Ondi would like to see more women working behind the camera as well as in front of it. “If every A-lister said ‘I have to work with a woman director this year,’ it would change the numbers real fast.”
The Future of Filmmaking
At a Sunday afternoon panel titled ‘VR for Good’, Mike Libecki, National Geographic Explorer, shared his enthusiasm with the crowd, saying, “VR is changing the way I tell stories.” Recently, Libecki and team used 360ᵒ VR cameras and Dell Precision Workstations to capture incredible experiences in remote locations.
“We’re paddleboarding next to polar bears in Greenland,” he said. “VR really takes you there. It allows viewers to get as close as possible to actually going on the trip.”
VR has rapidly moved beyond gaming to shift the way the health, education and film industries work. VR and AR revenues were in the billions for 2017, while VR headsets passed a milestone of one million headsets per quarter in the 3rd quarter of last year.
In addition to sales, the technological innovation is moving at light speed.
“One year in AR and VR is like a dog year,” said Gary Radburn, Dell’s director of Commercial VR/AR.
According to Kevin Cornish, founder of Moth + Flame and CAA’s first full-time virtual reality director, the possibilities for VR storytelling are extraordinary.

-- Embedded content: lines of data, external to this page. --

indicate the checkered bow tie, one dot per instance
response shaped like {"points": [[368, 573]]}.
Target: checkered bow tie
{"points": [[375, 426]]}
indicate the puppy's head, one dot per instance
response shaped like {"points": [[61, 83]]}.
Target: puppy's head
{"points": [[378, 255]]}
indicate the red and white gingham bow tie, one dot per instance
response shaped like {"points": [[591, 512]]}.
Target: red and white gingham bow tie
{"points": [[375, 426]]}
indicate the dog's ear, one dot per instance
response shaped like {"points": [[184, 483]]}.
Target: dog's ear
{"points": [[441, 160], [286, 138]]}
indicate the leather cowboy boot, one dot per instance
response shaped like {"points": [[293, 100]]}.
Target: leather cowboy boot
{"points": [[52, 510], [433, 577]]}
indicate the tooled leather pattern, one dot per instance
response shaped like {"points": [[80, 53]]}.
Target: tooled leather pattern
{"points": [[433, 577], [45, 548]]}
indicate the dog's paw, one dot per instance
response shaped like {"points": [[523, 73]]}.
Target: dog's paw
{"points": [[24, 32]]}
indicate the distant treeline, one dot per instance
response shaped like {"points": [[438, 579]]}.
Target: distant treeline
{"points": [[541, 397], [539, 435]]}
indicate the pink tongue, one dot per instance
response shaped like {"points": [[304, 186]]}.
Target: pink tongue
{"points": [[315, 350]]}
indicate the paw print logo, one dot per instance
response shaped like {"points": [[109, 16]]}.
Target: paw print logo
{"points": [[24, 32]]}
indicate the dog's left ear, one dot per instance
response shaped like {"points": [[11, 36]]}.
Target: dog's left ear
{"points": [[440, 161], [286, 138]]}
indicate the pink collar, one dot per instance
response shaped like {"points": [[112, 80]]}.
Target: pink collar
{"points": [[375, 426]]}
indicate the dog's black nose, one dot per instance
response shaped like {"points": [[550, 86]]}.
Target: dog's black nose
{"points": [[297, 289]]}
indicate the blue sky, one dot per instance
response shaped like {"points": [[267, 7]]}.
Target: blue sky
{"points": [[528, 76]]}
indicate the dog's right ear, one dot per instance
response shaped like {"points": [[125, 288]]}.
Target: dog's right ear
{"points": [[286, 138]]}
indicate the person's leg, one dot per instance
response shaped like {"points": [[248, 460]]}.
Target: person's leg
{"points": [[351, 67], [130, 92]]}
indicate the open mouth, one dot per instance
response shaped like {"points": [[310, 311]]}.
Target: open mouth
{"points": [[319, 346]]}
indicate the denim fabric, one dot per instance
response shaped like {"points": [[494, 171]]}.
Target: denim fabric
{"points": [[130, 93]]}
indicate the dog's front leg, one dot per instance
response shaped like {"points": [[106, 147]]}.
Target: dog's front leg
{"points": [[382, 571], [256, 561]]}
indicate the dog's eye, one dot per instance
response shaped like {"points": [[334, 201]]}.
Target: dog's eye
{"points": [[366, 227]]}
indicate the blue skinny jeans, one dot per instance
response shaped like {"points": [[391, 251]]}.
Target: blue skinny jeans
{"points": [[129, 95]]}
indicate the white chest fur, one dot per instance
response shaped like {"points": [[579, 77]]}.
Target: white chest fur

“VR is a medium where people can talk to you. It’s a medium where people can share their emotions with you, and you can share emotions with them.”
While the film industry itself seems to be on the brink of a major change, Dell continues to create powerful innovation that gives creators more freedom and independence.
“We provide the tools,” said Radburn. “What humankind does with them is boundless and limitless.”